Ed era molto significativo, pensò la Varley, che il decano della scienza thalassana fosse uno storico. Nei settecento anni della loro storia, le Tre Isole avevano prodotto solo un pugno di pensatori originali.

Ma ciò non andava necessariamente a loro demerito. I Thalassani avevano dovuto edificare un’intera civiltà partendo da zero; e non vi erano state grandi opportunità, né incentivi, per le ricerche che non avessero un’immediata applicazione pratica. Vi era poi un problema più serio ed elusivo: quello della popolazione. In nessuna disciplina scientifica vi era mai stato su Thalassa un numero di ricercatori sufficiente per raggiungere la «massa critica», e cioè quel numero minimo di menti attive nello stesso campo necessario per far avanzare la ricerca in qualche nuovo settore del sapere. Solo i campi della matematica e della musica conoscono qualche rara eccezione a questa regola: qui i geni solitari — un Ramanujan o un Mozart — possono sorgere dal nulla e navigare da soli per i mari sconosciuti del pensiero. Anche la scienza thalassana conosceva almeno un genio solitario: Francis Zoltan (214–242), il cui nome era ancora riverito cinquecento anni dopo — per quanto la Varley nutrisse qualche dubbio sulla portata dei suoi conseguimenti. Questo perché nessuno, o così pareva, aveva mai capito a fondo le sue scoperte nel campo dei numeri ipertransfiniti; e tanto meno nessuno aveva portato avanti la ricerca nella direzione aperta da Zoltan — ed è proprio la fertilità degli sviluppi che conferma le vere grandi scoperte. Anche cinquecento anni dopo, la famosa Ultima Ipotesi di Zoltan ancora non risultava né confermata né confutata.

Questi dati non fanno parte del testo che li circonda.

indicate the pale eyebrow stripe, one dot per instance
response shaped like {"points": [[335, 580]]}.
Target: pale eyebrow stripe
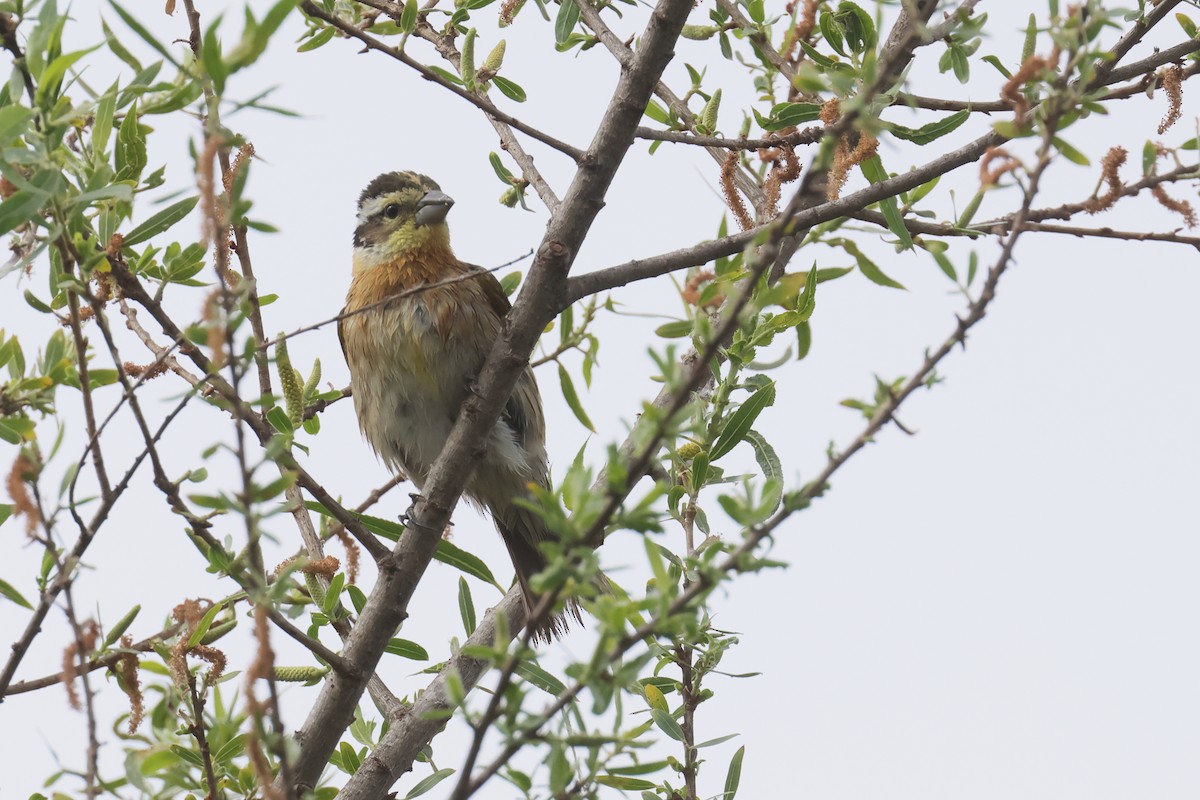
{"points": [[376, 205]]}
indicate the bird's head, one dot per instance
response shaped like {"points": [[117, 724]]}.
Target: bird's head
{"points": [[401, 214]]}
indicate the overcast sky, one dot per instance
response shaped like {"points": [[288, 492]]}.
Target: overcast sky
{"points": [[1000, 606]]}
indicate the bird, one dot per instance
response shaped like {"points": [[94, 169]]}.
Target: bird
{"points": [[413, 361]]}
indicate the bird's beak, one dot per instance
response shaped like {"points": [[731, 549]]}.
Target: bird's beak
{"points": [[433, 208]]}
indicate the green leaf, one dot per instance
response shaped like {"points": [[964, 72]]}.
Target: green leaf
{"points": [[787, 114], [131, 146], [658, 113], [733, 776], [203, 626], [10, 593], [667, 723], [874, 274], [874, 172], [466, 607], [768, 462], [427, 783], [408, 17], [465, 561], [741, 421], [406, 649], [1031, 38], [1000, 67], [1188, 26], [808, 301], [233, 747], [102, 126], [676, 330], [323, 37], [19, 209], [161, 221], [52, 77], [933, 131], [573, 398], [13, 121], [510, 89], [803, 340], [1071, 152], [625, 783], [540, 678], [565, 22], [123, 625]]}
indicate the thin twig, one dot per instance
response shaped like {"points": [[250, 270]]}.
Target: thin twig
{"points": [[480, 102]]}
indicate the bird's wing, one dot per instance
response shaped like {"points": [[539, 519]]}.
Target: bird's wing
{"points": [[523, 410]]}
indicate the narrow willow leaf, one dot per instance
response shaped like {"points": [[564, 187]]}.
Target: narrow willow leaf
{"points": [[466, 606], [564, 23], [733, 776], [1071, 152], [406, 649], [465, 561], [667, 723], [768, 462], [427, 783], [408, 17], [933, 131], [875, 275], [161, 221], [739, 422], [874, 172], [573, 398], [203, 626], [509, 89], [1031, 38], [123, 625], [540, 678], [13, 120], [10, 593]]}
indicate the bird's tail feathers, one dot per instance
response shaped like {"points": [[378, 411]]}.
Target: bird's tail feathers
{"points": [[522, 530]]}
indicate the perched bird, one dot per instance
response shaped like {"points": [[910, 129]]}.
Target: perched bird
{"points": [[413, 361]]}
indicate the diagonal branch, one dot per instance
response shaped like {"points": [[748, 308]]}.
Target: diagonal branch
{"points": [[479, 101], [537, 305]]}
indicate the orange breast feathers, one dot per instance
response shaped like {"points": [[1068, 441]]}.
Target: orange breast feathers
{"points": [[456, 310]]}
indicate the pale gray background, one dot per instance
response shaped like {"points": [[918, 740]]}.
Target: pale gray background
{"points": [[1001, 606]]}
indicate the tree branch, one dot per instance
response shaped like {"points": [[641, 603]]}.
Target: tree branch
{"points": [[535, 306]]}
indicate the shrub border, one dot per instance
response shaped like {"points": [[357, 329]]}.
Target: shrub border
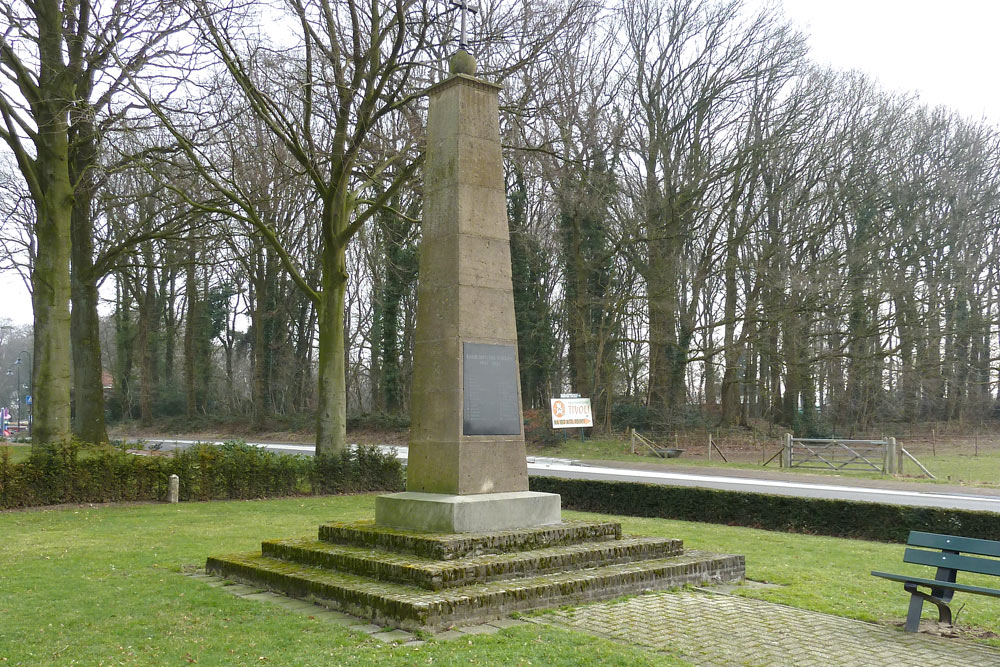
{"points": [[837, 518]]}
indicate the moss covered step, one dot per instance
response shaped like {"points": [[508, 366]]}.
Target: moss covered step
{"points": [[434, 574], [448, 546], [412, 608]]}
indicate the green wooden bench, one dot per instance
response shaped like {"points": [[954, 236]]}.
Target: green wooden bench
{"points": [[949, 556]]}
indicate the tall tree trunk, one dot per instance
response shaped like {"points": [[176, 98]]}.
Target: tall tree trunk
{"points": [[331, 412], [52, 191], [191, 323], [88, 385]]}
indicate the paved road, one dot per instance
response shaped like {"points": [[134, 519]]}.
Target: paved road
{"points": [[925, 496]]}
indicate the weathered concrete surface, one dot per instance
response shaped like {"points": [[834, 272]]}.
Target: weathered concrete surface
{"points": [[440, 513], [464, 295]]}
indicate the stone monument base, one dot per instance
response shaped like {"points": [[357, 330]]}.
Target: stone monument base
{"points": [[431, 581], [443, 513]]}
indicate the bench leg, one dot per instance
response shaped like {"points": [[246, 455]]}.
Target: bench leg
{"points": [[913, 615]]}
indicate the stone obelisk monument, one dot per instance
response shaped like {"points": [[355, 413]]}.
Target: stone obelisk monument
{"points": [[467, 469]]}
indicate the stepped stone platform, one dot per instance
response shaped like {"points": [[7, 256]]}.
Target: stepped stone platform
{"points": [[431, 581]]}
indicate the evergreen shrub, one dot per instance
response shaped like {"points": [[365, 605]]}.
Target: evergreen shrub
{"points": [[74, 473], [837, 518]]}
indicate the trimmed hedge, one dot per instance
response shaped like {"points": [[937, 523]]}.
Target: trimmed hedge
{"points": [[838, 518], [75, 474]]}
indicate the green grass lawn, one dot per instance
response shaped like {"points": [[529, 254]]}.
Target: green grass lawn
{"points": [[104, 585]]}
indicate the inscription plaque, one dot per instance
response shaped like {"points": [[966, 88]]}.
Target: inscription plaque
{"points": [[489, 389]]}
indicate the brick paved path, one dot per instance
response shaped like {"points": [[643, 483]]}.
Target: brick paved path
{"points": [[709, 629]]}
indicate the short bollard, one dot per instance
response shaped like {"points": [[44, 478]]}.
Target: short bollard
{"points": [[174, 489]]}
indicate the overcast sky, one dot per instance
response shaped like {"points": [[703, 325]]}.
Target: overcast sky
{"points": [[946, 51]]}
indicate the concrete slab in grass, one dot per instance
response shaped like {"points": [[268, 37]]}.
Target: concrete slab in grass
{"points": [[241, 590], [484, 629], [394, 636]]}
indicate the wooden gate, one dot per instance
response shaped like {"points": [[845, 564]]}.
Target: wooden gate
{"points": [[840, 454]]}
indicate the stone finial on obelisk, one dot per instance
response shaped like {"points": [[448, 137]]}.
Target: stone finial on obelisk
{"points": [[466, 469]]}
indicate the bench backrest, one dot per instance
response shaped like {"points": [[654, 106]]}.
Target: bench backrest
{"points": [[956, 561]]}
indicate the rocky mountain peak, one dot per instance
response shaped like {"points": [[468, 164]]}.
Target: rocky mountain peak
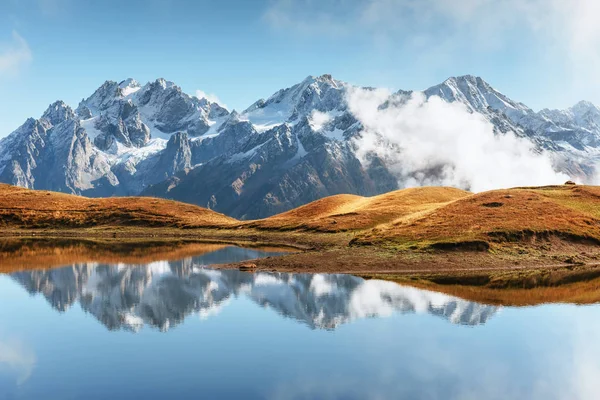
{"points": [[58, 112]]}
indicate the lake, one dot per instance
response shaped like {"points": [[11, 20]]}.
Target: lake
{"points": [[178, 329]]}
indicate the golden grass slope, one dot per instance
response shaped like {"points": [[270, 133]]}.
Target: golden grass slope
{"points": [[427, 217], [26, 208], [511, 215], [349, 212]]}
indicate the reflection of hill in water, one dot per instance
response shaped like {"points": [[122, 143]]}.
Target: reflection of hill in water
{"points": [[162, 294]]}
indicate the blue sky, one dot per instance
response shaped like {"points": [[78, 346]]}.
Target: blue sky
{"points": [[543, 53]]}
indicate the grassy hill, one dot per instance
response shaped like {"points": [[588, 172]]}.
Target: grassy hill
{"points": [[24, 208], [520, 215], [350, 213]]}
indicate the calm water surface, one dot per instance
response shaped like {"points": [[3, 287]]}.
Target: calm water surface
{"points": [[183, 331]]}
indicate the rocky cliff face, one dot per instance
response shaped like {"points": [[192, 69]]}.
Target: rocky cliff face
{"points": [[292, 148]]}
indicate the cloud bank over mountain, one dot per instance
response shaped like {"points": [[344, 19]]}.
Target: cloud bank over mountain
{"points": [[433, 142]]}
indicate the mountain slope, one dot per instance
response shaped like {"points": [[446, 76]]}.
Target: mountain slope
{"points": [[295, 147], [24, 208]]}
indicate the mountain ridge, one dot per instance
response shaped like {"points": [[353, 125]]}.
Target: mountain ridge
{"points": [[281, 152]]}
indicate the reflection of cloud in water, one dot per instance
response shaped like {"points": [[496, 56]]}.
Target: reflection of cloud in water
{"points": [[17, 357], [163, 294]]}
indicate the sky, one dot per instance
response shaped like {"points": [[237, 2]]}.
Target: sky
{"points": [[544, 53]]}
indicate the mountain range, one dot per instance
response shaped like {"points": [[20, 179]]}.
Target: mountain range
{"points": [[163, 294], [293, 148]]}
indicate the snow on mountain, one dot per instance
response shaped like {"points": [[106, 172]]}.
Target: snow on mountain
{"points": [[292, 148]]}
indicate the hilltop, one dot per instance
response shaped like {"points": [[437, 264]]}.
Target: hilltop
{"points": [[434, 233]]}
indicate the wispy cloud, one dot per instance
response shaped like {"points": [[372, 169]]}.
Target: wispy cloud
{"points": [[567, 31], [14, 55], [432, 142]]}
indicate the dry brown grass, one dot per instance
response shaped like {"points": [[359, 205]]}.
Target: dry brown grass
{"points": [[26, 208], [527, 215], [349, 212]]}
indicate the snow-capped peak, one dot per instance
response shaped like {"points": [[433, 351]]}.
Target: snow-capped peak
{"points": [[58, 112], [478, 95], [129, 86], [322, 93]]}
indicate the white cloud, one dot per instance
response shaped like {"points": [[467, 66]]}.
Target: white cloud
{"points": [[432, 142], [14, 55], [210, 97], [566, 32]]}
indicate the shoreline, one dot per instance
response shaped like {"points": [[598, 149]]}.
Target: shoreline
{"points": [[496, 279]]}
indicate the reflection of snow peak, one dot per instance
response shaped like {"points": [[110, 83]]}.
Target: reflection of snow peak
{"points": [[163, 294]]}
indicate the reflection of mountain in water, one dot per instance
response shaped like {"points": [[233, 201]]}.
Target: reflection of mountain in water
{"points": [[162, 294]]}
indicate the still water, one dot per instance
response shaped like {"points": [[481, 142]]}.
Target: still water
{"points": [[180, 330]]}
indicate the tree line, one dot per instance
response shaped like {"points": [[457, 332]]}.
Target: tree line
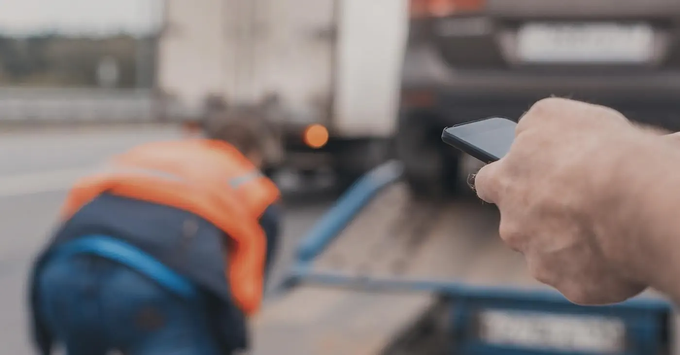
{"points": [[56, 61]]}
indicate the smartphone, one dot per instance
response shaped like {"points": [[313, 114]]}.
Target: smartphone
{"points": [[487, 140]]}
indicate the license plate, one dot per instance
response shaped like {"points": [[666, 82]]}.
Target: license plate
{"points": [[585, 43], [531, 330]]}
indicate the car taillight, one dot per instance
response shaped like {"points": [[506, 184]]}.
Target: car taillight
{"points": [[442, 8]]}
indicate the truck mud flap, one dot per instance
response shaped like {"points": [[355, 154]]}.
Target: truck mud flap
{"points": [[377, 239]]}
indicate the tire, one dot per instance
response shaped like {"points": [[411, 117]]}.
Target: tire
{"points": [[430, 169]]}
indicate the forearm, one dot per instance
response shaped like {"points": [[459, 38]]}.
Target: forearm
{"points": [[645, 222]]}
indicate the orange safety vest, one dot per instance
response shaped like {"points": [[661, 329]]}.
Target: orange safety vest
{"points": [[209, 178]]}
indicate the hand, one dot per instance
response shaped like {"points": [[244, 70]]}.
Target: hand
{"points": [[556, 189]]}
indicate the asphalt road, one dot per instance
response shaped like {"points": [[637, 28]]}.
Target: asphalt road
{"points": [[35, 171]]}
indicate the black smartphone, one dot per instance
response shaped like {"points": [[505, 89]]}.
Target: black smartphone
{"points": [[487, 140]]}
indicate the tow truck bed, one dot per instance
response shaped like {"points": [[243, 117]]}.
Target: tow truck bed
{"points": [[313, 320], [449, 251], [398, 238]]}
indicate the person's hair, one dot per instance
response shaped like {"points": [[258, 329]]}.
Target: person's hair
{"points": [[238, 128]]}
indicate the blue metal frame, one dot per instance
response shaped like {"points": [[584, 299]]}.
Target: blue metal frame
{"points": [[130, 256], [645, 318]]}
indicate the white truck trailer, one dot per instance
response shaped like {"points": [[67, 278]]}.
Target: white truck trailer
{"points": [[325, 72]]}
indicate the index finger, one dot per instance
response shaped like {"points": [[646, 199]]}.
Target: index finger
{"points": [[486, 183]]}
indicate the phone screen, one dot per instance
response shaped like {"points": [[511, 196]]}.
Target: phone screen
{"points": [[487, 140]]}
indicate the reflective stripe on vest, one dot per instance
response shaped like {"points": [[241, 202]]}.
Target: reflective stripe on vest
{"points": [[234, 182]]}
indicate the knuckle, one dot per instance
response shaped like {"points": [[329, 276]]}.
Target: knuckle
{"points": [[541, 273], [577, 295], [511, 234]]}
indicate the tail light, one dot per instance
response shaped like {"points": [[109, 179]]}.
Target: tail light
{"points": [[442, 8]]}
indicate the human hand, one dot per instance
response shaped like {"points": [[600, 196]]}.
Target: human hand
{"points": [[557, 190]]}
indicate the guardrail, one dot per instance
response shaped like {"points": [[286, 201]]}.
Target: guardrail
{"points": [[56, 105]]}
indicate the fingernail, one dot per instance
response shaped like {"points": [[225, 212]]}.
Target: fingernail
{"points": [[471, 181]]}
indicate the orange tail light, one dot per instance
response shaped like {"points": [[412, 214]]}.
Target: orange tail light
{"points": [[315, 136], [442, 8]]}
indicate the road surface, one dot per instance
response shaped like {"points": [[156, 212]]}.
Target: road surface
{"points": [[35, 171]]}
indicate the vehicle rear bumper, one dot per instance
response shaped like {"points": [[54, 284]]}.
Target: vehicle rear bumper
{"points": [[650, 98]]}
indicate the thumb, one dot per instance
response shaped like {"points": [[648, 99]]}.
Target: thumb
{"points": [[486, 183]]}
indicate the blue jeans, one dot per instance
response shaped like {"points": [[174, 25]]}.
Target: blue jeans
{"points": [[92, 305]]}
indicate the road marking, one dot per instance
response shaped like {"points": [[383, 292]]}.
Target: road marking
{"points": [[37, 182]]}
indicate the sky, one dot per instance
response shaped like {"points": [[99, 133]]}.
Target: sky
{"points": [[90, 17]]}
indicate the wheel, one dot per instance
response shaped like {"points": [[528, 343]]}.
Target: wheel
{"points": [[431, 169]]}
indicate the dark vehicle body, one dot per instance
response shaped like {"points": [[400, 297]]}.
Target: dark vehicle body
{"points": [[469, 59]]}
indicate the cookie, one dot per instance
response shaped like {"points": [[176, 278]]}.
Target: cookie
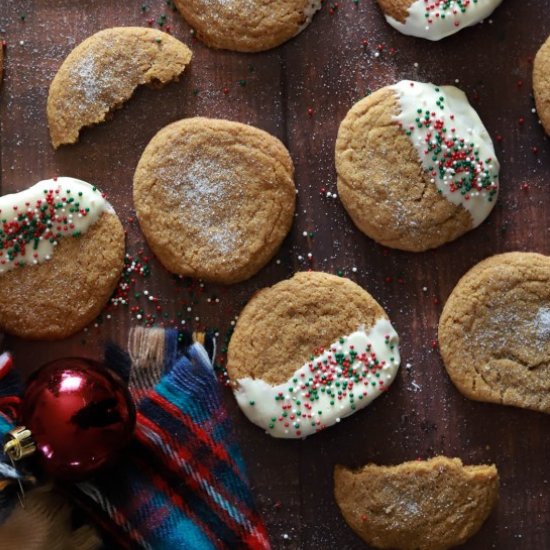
{"points": [[435, 19], [61, 255], [101, 73], [247, 25], [416, 167], [214, 198], [420, 505], [308, 352], [494, 332], [541, 84]]}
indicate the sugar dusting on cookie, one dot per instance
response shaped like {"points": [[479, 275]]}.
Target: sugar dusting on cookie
{"points": [[453, 146], [333, 384], [542, 323], [33, 221], [437, 19], [203, 189]]}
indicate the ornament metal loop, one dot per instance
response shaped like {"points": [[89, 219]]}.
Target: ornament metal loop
{"points": [[19, 443]]}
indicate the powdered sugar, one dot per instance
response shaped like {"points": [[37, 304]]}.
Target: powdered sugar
{"points": [[92, 81], [542, 323], [202, 188]]}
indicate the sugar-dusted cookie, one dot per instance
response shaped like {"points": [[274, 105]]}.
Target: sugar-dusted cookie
{"points": [[214, 198], [61, 254], [247, 25], [308, 352], [416, 167], [435, 19], [102, 72], [494, 332], [420, 505], [541, 84]]}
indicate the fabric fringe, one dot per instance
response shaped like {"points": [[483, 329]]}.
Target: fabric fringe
{"points": [[45, 523], [146, 348]]}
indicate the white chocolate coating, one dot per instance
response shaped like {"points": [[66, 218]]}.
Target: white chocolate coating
{"points": [[448, 123], [75, 204], [432, 20], [360, 366]]}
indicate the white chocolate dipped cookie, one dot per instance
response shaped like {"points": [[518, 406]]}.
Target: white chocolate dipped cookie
{"points": [[416, 167], [309, 352], [435, 19], [61, 254]]}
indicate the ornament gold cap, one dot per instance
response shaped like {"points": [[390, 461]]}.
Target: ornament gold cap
{"points": [[19, 443]]}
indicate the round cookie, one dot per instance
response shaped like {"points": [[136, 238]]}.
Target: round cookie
{"points": [[247, 25], [308, 352], [431, 504], [435, 19], [494, 332], [61, 255], [214, 198], [102, 72], [416, 167], [541, 84]]}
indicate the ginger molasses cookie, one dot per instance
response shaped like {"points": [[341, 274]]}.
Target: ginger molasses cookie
{"points": [[61, 255], [247, 25], [214, 198], [420, 505], [541, 84], [494, 332], [435, 19], [102, 72], [416, 167], [308, 352]]}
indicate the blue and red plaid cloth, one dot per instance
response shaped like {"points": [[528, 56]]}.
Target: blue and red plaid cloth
{"points": [[182, 483]]}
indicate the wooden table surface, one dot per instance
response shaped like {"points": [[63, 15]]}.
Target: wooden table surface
{"points": [[327, 68]]}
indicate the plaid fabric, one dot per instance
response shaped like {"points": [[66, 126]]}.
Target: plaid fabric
{"points": [[182, 483]]}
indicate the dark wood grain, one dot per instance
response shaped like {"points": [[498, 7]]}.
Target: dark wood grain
{"points": [[326, 68]]}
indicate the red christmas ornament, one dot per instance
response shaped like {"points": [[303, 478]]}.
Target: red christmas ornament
{"points": [[80, 416]]}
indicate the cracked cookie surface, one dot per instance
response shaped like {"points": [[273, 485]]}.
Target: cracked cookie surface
{"points": [[382, 184], [247, 25], [419, 505], [102, 72], [214, 198], [494, 332]]}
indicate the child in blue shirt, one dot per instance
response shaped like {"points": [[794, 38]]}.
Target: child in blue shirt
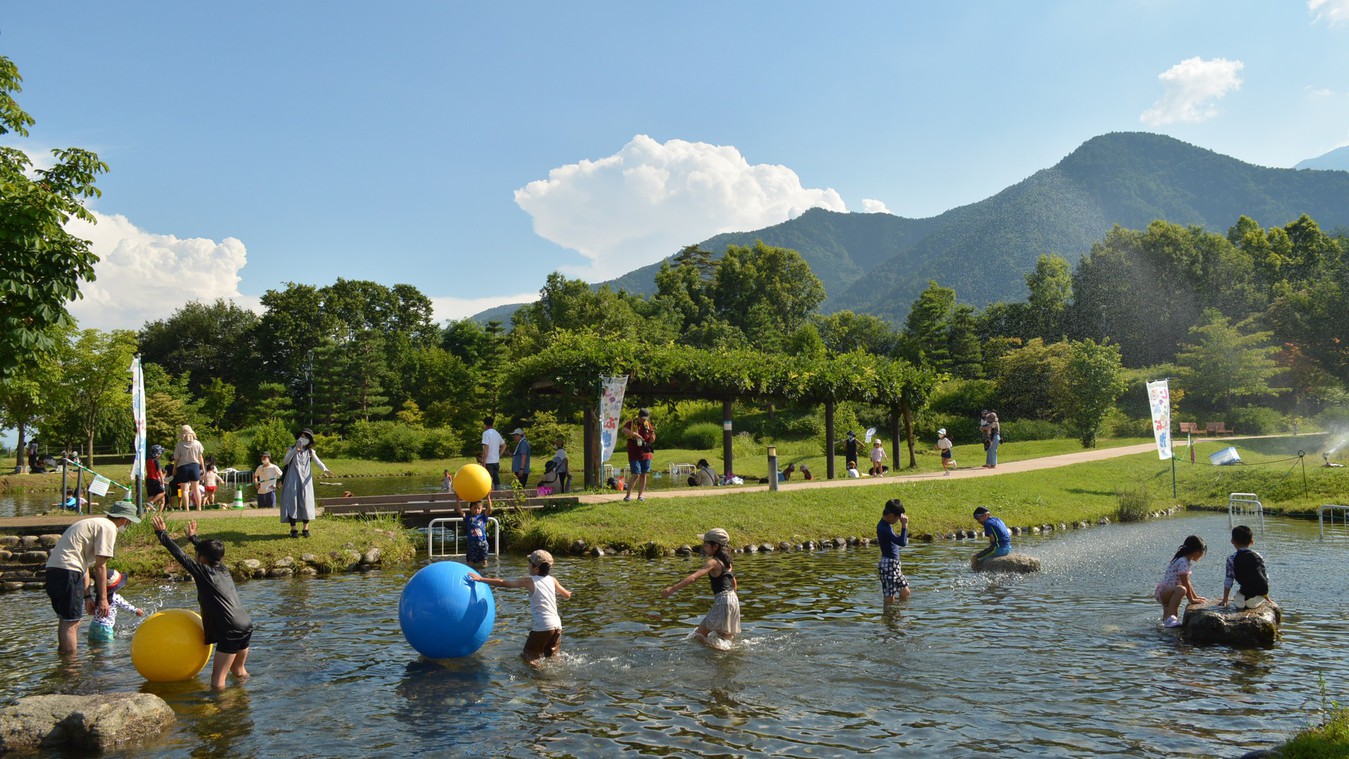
{"points": [[475, 525], [892, 574], [1000, 538]]}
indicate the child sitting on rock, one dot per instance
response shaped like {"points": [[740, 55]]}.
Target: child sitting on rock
{"points": [[1245, 569]]}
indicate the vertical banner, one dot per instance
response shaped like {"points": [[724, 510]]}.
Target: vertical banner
{"points": [[138, 414], [610, 413], [1159, 397]]}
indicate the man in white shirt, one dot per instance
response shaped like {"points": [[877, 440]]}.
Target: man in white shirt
{"points": [[77, 570], [493, 449]]}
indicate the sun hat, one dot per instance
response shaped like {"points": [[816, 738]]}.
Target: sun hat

La dottoressa Varley aveva l’impressione — che si era ben guardata dal menzionare ai suoi amici thalassani per una questione di tatto — che la tragica morte di Zoltan avesse molto contribuito a esagerare la reputazione investendo la sua figura di una serie di speranze e di aspettative. La scomparsa del matematico thalassano, avvenuta in mare al largo dell’Isola Settentrionale, aveva ispirato innumerevoli miti romantici e teorie strampalate — una delusione amorosa, qualche rivale geloso, la sua incapacità di scoprire una dimostrazione inoppugnabile, il terrore del transfinito — nessuna delle quali possedeva il minimo fondamento reale.

Ma tutte avevano dato lustro all’immagine del massimo genio di Thalassa, la cui vita era stata troncata all’inizio della sua maturità di studioso.

Ma cosa stava dicendo l’anziano professore? Ahimè, c’era sempre qualcuno che, durante la discussione, sollevava questioni che non c’entravano nulla o coglieva l’opportunità di divulgare qualche teoria che gli era particolarmente cara. La dottoressa Varley aveva molta esperienza e sapeva come mettere a posto questi importuni, magari facendo ridere il pubblico a loro spese. Però in questo caso si trovava di fronte a un Grande Vecchio, a casa sua e circondato da colleghi che lo rispettavano, e quindi avrebbe dovuto portare pazienza.